It’s come up that I have the opportunity (and I say opportunity for a reason) to put my son into daycare. With life forever changing, prospects of new jobs, and my grandparents who have been babysitting him getting older it’s come up that the best thing for him would be daycare/preschool. I do fully agree, since I only have one friend my age with a child my son’s age he hasn’t had the chance to really make friends or socialize, this would be excellent for him.
As a mom I’m totally going through what seems bipolar emotions of my “baby” going off to daycare. I’m sure the mere thought of it has aged me 5 years, it’s daunting to think of my child being in an organized group setting with other children. I dread the thought of him having temper tantrums, time outs, and hitting. My child has funny quirks like for some reason he doesn’t pull his own pants up after he’s done in the bathroom, he calls pinecones “kookooks” and thinks that his stuffed Tiger is real. Even writing this entry is giving me gray hair.

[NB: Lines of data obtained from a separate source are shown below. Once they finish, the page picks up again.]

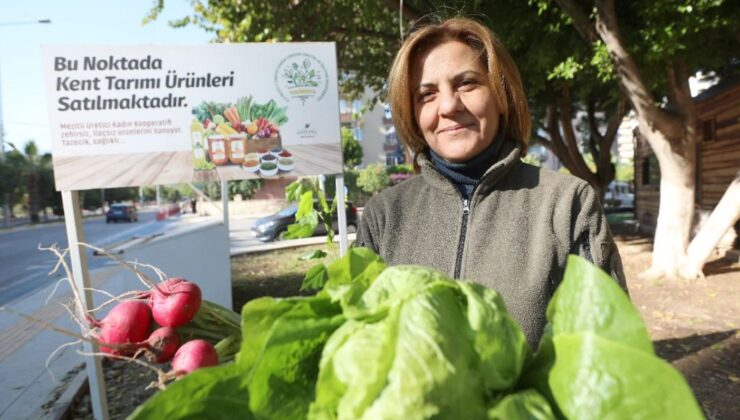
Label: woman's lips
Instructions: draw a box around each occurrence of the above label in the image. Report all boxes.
[439,124,472,133]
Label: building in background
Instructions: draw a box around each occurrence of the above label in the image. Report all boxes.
[339,90,405,168]
[614,113,637,169]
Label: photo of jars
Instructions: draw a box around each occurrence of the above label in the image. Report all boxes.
[190,95,295,177]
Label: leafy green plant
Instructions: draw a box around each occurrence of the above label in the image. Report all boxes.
[341,127,363,169]
[130,250,702,419]
[282,178,337,248]
[356,163,391,196]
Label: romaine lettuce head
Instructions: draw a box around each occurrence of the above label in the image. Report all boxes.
[309,266,530,420]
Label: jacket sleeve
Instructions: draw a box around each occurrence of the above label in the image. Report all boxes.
[353,197,380,253]
[571,183,628,293]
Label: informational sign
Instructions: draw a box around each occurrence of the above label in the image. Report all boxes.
[42,43,343,191]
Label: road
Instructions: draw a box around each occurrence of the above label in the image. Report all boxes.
[0,209,170,306]
[0,208,339,306]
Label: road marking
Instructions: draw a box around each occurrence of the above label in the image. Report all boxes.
[24,264,52,271]
[98,220,157,248]
[0,272,45,295]
[0,266,125,363]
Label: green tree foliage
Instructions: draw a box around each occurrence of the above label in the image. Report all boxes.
[341,127,363,169]
[6,141,53,223]
[206,180,265,200]
[228,180,265,200]
[145,0,407,100]
[0,152,24,212]
[142,181,264,202]
[357,163,391,196]
[615,162,634,183]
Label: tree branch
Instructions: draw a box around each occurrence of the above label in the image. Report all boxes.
[592,0,677,134]
[666,59,696,123]
[557,87,598,185]
[547,104,573,169]
[586,99,602,161]
[554,0,598,42]
[596,99,626,186]
[533,134,554,152]
[385,0,423,22]
[330,26,399,44]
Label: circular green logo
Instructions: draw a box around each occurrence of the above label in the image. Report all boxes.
[275,53,329,105]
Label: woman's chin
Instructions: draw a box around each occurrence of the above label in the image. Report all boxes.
[435,144,480,162]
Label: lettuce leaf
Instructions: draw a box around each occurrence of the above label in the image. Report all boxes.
[309,266,530,419]
[548,255,653,353]
[486,389,555,420]
[129,363,254,419]
[549,333,703,419]
[521,255,703,419]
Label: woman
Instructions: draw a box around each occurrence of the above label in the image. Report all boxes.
[355,17,626,347]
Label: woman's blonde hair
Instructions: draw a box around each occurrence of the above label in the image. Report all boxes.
[387,17,530,170]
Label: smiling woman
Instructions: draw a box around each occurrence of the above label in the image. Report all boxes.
[411,40,500,163]
[354,16,627,348]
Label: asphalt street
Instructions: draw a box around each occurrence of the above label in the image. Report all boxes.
[0,209,167,306]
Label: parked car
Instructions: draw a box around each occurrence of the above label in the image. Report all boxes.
[604,181,634,211]
[251,200,359,242]
[106,203,138,223]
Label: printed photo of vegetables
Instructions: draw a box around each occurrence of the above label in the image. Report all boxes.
[189,96,295,178]
[193,96,288,138]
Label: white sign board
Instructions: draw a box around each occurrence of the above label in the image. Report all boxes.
[42,43,343,191]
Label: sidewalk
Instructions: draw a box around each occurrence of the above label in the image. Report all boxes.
[0,265,139,420]
[0,214,355,419]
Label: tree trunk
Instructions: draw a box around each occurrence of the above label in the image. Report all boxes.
[637,118,697,279]
[680,171,740,279]
[589,0,699,280]
[28,172,41,223]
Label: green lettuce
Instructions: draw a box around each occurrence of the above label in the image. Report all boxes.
[309,266,530,419]
[130,251,702,420]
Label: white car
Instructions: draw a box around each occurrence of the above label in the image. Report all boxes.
[604,181,634,210]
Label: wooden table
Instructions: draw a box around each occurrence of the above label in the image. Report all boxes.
[53,143,343,190]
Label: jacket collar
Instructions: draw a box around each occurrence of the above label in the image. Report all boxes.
[418,139,521,197]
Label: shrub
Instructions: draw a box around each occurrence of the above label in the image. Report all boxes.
[357,163,391,196]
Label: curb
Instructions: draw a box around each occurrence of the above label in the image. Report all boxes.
[230,233,357,256]
[34,366,89,420]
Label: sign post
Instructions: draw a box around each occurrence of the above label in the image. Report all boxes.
[221,180,229,233]
[335,175,348,256]
[61,190,109,420]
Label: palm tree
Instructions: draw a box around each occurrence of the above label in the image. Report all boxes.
[9,141,53,223]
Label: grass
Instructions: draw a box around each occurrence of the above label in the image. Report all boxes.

There’s also the opposite side of the spectrum, the pride, the joy of him coming into being his own person. The thoughts of a newer wardrobe, how fun it’ll be to pack lunches, going out and having him pick out a backpack and lunchbox, having him come home with crafts and making new friends.
Even in working with kids my entire adult career I’ve seen it all and I’m sure that those working in the daycare have also seen their fair share of WTF’s but I’m positive it’ll be my child who pulls a new one.